Far from being defeated by a world in turmoil, Furman’s productivity has only increased the worse things have got – and she’s taken up different disciplines to boot. Between Transangelic Exodus and Twelve Nudes, the 33⅓ imprint published her deeply personal, thoughtful and incisive book on Lou Reed’s legendary 1972 album “Transformer”, before Furman scored the soundtrack to Netflix’s acclaimed comedy Sex Education (it aired in January), which showcased the tender side of her songwriting.


But all her pent-up energy had to be channelled somewhere: hence Twelve Nudes, which Furman and band recorded in October and November 2018 before the album was mixed by the venerated producer John Congleton (Sharon van Etten, St Vincent, John Grant). Furman says the album has two spiritual heroes – the late great punk rock rocker Jay Reatard, and Canadian poet, philosopher and essayist Anne Carson. “She’s one of my top three living writers,” she says. “Anne had these visions, or meditations, to deal with the intense pain in her life, which she calls ‘nudes’, and similarly these songs are meditations on pain and recognising what’s there if you go digging around in your anger and fear and anxiety. So, my album is called Twelve Nudes.”

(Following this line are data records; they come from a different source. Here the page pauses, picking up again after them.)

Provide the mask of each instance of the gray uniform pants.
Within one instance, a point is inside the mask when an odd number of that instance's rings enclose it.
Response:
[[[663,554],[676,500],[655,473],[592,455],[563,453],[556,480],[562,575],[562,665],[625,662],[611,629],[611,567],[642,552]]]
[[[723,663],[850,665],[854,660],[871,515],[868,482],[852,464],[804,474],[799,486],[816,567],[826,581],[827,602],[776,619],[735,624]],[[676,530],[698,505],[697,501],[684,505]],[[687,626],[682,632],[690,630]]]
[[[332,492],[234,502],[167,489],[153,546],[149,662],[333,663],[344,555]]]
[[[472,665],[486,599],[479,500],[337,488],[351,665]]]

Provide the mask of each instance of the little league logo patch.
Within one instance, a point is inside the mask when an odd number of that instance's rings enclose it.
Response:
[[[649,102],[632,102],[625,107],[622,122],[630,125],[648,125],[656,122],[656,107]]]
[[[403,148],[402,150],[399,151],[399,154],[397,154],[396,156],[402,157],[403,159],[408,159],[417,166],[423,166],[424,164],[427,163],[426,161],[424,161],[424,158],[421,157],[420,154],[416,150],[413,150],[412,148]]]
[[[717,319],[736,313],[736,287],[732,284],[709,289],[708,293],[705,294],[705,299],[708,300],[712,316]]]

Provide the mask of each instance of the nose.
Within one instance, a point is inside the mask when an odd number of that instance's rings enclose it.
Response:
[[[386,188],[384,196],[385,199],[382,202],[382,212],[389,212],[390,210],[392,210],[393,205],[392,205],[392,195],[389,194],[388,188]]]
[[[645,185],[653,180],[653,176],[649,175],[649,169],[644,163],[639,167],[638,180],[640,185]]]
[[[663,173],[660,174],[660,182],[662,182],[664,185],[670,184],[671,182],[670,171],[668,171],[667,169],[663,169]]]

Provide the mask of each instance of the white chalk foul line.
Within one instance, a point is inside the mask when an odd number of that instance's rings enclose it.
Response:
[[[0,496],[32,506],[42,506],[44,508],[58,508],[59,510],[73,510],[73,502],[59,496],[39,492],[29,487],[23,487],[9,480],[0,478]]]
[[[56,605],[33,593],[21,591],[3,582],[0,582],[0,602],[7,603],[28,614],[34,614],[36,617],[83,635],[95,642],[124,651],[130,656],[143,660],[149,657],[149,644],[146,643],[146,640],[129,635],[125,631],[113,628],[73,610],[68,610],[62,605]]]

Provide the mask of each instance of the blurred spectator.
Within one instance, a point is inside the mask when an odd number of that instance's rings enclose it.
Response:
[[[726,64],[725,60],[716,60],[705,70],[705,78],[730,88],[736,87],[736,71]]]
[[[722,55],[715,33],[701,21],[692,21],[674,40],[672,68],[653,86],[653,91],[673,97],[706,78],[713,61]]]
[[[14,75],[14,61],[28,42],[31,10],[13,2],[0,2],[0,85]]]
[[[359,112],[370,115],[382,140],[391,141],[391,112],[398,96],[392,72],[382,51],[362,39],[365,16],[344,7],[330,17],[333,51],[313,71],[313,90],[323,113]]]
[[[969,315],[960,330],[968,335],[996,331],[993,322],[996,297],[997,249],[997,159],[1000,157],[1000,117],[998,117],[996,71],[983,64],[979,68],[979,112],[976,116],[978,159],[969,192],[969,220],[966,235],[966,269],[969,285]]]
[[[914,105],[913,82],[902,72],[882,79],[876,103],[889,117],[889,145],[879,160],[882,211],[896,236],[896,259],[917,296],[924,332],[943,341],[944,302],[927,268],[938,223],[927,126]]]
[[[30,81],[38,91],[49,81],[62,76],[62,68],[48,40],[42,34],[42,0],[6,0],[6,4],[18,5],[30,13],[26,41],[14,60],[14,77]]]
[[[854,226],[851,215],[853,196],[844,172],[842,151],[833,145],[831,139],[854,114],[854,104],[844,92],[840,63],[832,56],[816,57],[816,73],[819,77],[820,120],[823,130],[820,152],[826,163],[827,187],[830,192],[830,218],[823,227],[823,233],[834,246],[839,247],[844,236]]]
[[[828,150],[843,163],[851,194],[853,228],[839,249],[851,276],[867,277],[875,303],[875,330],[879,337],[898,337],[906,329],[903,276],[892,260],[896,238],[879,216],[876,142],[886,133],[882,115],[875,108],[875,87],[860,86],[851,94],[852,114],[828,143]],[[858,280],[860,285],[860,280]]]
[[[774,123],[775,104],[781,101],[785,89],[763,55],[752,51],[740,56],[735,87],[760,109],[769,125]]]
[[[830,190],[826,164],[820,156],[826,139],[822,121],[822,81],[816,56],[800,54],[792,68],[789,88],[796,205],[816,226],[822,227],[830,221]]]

“The record is political,” says Furman, “but it offers an emotional reaction rather than being specific or partisan.” Furman’s Jewish identity shapes ‘Rated R Crusaders,’ triggered by the Israel/Palestine conflict and its complex web of refugee trauma. ‘Trauma’, meanwhile, seethes with the spiritual malaise brought on by watching wealthy bullies accused of sexual assault rise to power. America, Furman well knows, is balanced on a knife-edge between white male supremacy and the dream of universal opportunity; hence the references to Mexico, slave–owners and US ‘founding father’ Ben Franklin in ‘In America’. As Furman sings, reiterating the spirit of punk rock, and positivity, “Put it all in a two-minute pop song / A really-mean-it-a-lot song for America.”


“One of my goals in making music is to make the world seem bigger, and life seem larger,” she concludes. “I want to be a force that tries to revive the human spirit rather than crush it, to open possibilities rather than close them down. Sometimes a passionate negativity is the best way to do that.”